With numpy I originally wrote the following code:
aprows = allpoints.view([('',allpoints.dtype)]*allpoints.shape[1])
rprows = toberemovedpoints.view([('',toberemovedpoints.dtype)]*toberemovedpoints.shape[1])
diff = setdiff1d(aprows, rprows).view(allpoints.dtype).reshape(-1, 2)
This works well for things like integers. In case of 2d points with float coordinates that are the result of some geometrical calculations, there's a problem of finite precision and rounding errors causing the set difference to miss some equalities. For now I resorted to the much, much slower:
diff = []
for a in allpoints:
remove = False
for p in toberemovedpoints:
if norm(p-a) < 0.1:
remove = True
if not remove:
diff.append(a)
return array(diff)
But is there a way to write this with numpy and gain back the speed?
Note that I want the remaining points to still have their full precision, so first rounding the numbers and then do a set difference probably is not the way forward (or is it? :) )

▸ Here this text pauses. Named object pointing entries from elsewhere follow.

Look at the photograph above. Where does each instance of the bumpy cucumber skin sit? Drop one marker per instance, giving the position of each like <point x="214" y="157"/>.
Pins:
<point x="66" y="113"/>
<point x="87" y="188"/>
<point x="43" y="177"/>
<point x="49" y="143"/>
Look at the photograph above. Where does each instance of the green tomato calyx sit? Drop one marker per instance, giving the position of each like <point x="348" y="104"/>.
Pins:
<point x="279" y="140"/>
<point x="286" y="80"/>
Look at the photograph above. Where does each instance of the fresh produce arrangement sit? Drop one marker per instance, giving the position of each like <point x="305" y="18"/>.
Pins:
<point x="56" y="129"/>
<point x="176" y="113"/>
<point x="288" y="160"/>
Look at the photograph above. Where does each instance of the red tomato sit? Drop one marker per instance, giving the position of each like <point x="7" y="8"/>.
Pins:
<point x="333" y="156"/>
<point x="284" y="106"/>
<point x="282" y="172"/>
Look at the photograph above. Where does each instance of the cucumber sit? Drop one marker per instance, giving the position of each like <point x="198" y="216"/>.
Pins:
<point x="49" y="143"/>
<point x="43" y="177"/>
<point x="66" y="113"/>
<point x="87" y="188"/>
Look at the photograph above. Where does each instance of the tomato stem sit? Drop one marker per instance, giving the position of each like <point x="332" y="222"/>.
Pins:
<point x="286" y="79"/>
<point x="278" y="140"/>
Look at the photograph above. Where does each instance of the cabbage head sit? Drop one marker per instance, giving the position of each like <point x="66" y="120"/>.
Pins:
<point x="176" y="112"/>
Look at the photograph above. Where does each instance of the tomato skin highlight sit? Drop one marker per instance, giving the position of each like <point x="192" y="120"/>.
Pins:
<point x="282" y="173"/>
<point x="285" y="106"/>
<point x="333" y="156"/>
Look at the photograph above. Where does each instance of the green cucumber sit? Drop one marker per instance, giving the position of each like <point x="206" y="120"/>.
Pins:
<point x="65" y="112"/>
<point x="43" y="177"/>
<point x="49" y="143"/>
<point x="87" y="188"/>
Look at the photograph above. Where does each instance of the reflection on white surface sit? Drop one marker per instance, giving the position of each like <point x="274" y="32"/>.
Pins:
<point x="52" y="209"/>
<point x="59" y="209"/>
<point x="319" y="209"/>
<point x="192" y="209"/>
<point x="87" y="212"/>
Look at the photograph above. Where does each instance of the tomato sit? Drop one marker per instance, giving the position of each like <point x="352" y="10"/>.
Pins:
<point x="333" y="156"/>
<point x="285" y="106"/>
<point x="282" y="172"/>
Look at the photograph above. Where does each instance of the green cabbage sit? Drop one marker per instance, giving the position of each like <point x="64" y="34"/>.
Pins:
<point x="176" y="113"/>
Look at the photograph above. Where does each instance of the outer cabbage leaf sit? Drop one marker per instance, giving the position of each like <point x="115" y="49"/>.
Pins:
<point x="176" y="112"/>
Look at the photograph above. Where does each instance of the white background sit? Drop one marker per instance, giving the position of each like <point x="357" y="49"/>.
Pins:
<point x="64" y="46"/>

Edited to add an solution based on scipy.KDTree that seems to work:
def remove_points_fast(allpoints, toberemovedpoints):
diff = []
removed = 0
# prepare a KDTree
from scipy.spatial import KDTree
tree = KDTree(toberemovedpoints, leafsize=allpoints.shape[0]+1)
for p in allpoints:
distance, ndx = tree.query([p], k=1)
if distance < 0.1:
removed += 1
else:
diff.append(p)
return array(diff), removed
If you want to do this with the matrix form, you have a lot of memory consumption with larger arrays. If that does not matter, then you get the difference matrix by:
diff_array = allpoints[:,None] - toberemovedpoints[None,:]
The resulting array has as many rows as there are points in allpoints, and as many columns as there are points in toberemovedpoints. Then you can manipulate this any way you want (e.g. calculate the absolute value), which gives you a boolean array. To find which rows have any hits (absolute difference < .1), use numpy.any:
hits = numpy.any(numpy.abs(diff_array) < .1, axis=1)
Now you have a vector which has the same number of items as there were rows in the difference array. You can use that vector to index all points (negation because we wanted the non-matching points):
return allpoints[-hits]
This is a numpyish way of doing this. But, as I said above, it takes a lot of memory.
If you have larger data, then you are better off doing it point by point. Something like this:
return allpoints[-numpy.array([numpy.any(numpy.abs(a-toberemoved) < .1) for a in allpoints ])]
This should perform well in most cases, and the memory use is much lower than with the matrix solution. (For stylistic reasons you may want to use numpy.all instead of numpy.any and turn the comparison around to get rid of the negation.)
(Beware, there may be pritning mistakes in the code.)